A OAB Paraná promoveu nesta semana um ciclo de palestras sobre a Lei 12.965, o Marco Civil da Internet, aprovado há menos de um mês pelo Congresso Nacional. Convidados para falar sobre o tema, o advogado paulista Renato Ópice Blum e os juristas paranaenses Luiz Edson Fachin e Rodrigo Xavier Leonardo fizeram uma análise da primeira lei que regula o uso da internet no Brasil. Ópice Blum, uma das principais autoridades no assunto, abordou os aspectos técnicos e práticos da legislação, enquanto Fachin apresentou uma análise constitucional e Xavier Leonardo se concentrou na questão da liberdade de expressão.

A aprovação do marco civil da internet foi festejada como sendo resultado da participação popular e um modelo de regulação a ser copiado por outros países, apresentando-se como uma espécie de Constituição para internautas e provedores, com princípios, fundamentos, direitos e deveres. Apesar disso, o texto é passível de críticas e um dos pontos criticados pelos especialistas convidados foi o da responsabilidade dos provedores de conexão por danos decorrentes de conteúdo gerado por terceiros. Em seus artigos 18 e 19, a lei diz que os provedores não são civilmente responsáveis. Só serão responsabilizados se não respeitarem ordem judicial específica para tornar o conteúdo indisponível.

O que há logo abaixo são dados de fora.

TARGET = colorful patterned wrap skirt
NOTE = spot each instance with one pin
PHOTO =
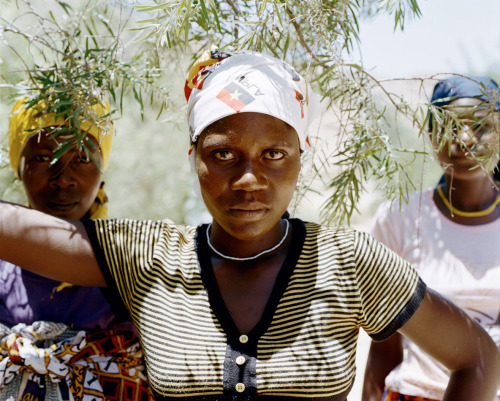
(47, 361)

Para  Ópice Blum e para Fachin, essa premissa representa um retrocesso, que está na contramão do que a jurisprudência já vinha decidindo. O advogado paulista considera que esperar uma ordem judicial para remover um conteúdo não é compatível com a velocidade que as informações circulam na web. Segundo ele, a noção de tempo no mundo virtual não é a mesma do mundo real, sendo muito provável o perecimento de um direito.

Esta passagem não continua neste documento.